Die prachtvolle Villa mit Kutschenhaus in Köniz-Wabern wird derzeit mit Begleitung der Denkmalpflege saniert. Später soll neues Leben Einzug halten und das Morillon vielfältig genutzt werden. In einem neuen Video schauen wir dem Bauforscher über die Schulter.
«Ein Haus ist wie eine Wunderkiste», sagt der Bauforscher Alexander Kobe. Wenn er in ein Haus geht, sieht er immer wieder Neues, das er noch nicht kennt. Erst recht, wenn er im prachtvollen Morillon in Köniz-Wabern unterwegs ist. Die Villa mit Kutschenhaus wird derzeit mit Begleitung der Denkmalpflege saniert. Später soll neues Leben Einzug halten und das Morillon vielfältig genutzt werden. Bis es aber so weit ist, beschäftigen den Bauforscher und andere Fachleute eine Vielzahl von Fragen: Wie sah die originale Farbfassung im Treppenhaus der Villa aus? Wie kann der aussergewöhnliche klassizistische Dachstuhl im Kutschenhaus erhalten bleiben ohne dass die Statik darunter leidet? Kann eine Photovoltaik-Anlage auf dem Kutschenhaus installiert werden? Ist eine Frage einmal beantwortet, tauchen gleich zwei neue auf, sagt Alexander Kobe. Auch deshalb liebt er es, in «Wunderkisten» unterwegs zu sein.
Ein klassizistische Villa im palladianischen Stil
Die Villa wurde zwischen 1830 und 1832 vom Architekten Friedrich Ludwig Osterrieth – Sohn des bekannteren Johann Daniel Osterrieth – für Friedrich Ludwig von Wattenwyl erbaut. Dessen Frau Alette Sophie Rosina von Frisching hatte den 1736 erstellten Vorgängerbau von ihrem Vater Johann Rudolf von Frisching, Herrschaftsherr von Rümligen, übernommen.
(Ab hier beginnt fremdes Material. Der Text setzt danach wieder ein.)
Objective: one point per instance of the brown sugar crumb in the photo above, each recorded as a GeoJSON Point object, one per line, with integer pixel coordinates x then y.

Der kreuzförmige Zentralbau hat die Renaissance-Villen Andrea Palladios zum Vorbild, er zählt zu den bedeutendsten palladianischen Villen des Klassizismus in der Schweiz. Das aktuelle Umbauprojekt sieht eine Umnutzung der bestehenden Wohnräume zur Büros sowie Veranstaltungs- und Kulturflächen vor. Der Bauforscher beschäftigte sich bereits vor Beginn der Restaurierungsarbeiten mit der Frage, wie die ursprüngliche Farbgestaltung im Innern und an den Fassaden ausgesehen hat. Quellenrecherchen und Sondagen der Restauratoren lassen Rückschlüsse zu, viele Befunde ergeben sich jedoch erst im Verlauf der Bauarbeiten. Alexander Kobe dokumentiert die neuen Erkenntnisse, so dass sie laufend in die Restaurierung des Gebäudes einfliessen.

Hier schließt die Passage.